In the late 1960’s and early ’70s, the SWP broke from the method contained in its 1963 resolution, which consisted in linking the issues of the Black Party and the Labor Party. The struggle for a Black Party became detached from the struggle for independent political action by the working class as a whole.
An orientation to the labor movement and to the fight to build a Labor Party based on the unions took a back seat. In its place, as I pointed out above, arose a “sectoralist approach” wherein all the various sectors in political motion at the time were seen as present or potential allies of a Black Party—but not the organized working class as such.
The SWP would later criticize its “sectoralist” approach, referring to it as an impressionistic adaptation to the social movements that were active at the time. This was most clearly spelled out in the SWP’s 1975 resolution—but not all the lessons were drawn concerning how this “sectoralism” had detached the struggle for a Black Party from the struggle for a Labor Party.

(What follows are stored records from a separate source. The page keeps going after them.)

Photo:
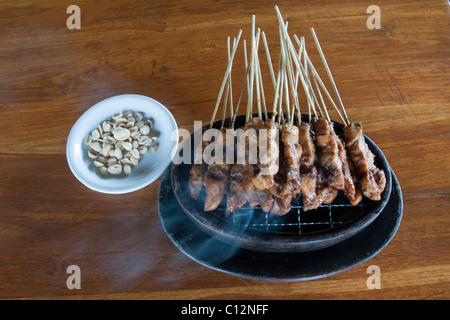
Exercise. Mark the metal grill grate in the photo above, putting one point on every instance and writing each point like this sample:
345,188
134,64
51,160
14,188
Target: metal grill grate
296,221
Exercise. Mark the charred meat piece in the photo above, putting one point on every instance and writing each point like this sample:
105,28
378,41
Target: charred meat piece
236,197
325,192
216,180
371,178
197,174
327,143
351,189
268,157
308,170
292,152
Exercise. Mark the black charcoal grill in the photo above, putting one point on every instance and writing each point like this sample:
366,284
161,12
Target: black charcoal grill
296,231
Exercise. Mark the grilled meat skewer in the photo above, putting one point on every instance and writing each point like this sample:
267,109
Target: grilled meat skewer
371,179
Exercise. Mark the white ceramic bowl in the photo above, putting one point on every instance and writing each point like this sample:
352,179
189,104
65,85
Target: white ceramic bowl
152,164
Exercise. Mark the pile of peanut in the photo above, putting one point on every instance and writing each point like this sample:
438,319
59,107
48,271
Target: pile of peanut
117,144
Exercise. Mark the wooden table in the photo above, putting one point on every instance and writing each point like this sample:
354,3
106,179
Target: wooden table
394,79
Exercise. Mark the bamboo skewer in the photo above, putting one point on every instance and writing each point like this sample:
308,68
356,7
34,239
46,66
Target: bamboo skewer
293,53
330,76
230,62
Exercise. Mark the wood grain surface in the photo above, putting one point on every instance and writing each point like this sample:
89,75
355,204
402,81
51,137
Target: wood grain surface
395,80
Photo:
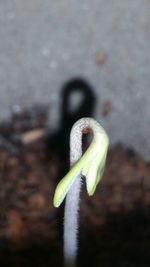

One example among many to show the effects of this sectoralist approach on the Black Party orientation is contained in the resolution adopted by the SWP in 1967 titled, “The Case for a Black Party.” That resolution states, in part:
“Once an independent Black Party has the power and acquires the skill to seek and make alliances on its own terms, then it will also be possible to create useful alliances with domestic forces. Among these will be the rebel youth, especially among the students; the antiwar movement; the Spanish-speaking people (Puerto Ricans and Mexican-Americans); the American Indians whose plight has been neglected by almost all the forces in the country; poor white workers; and radical opponents of both capitalism and the trade union bureaucracies. … [T]hose who are enemies of the enemies of Black people at home can become partners on certain issues and for certain stretches of the road, whatever their staying power in the long run.”
Not only is the working class dropped from the picture in the SWP’s 1967 resolution (poor white workers becoming just another sector along with rebel youth and antiwar activists), the understanding that Black equality cannot be attained without a fusion with the working class is also abandoned. This “sectoralist” approach to the Black Party would guide the SWP’s advocacy of and involvement with Black Party movements from that point on—even though a formal rejection of sectoralism was contained in the SWP’s 1975 resolution. The continuity with the method of the 1963 resolution was broken.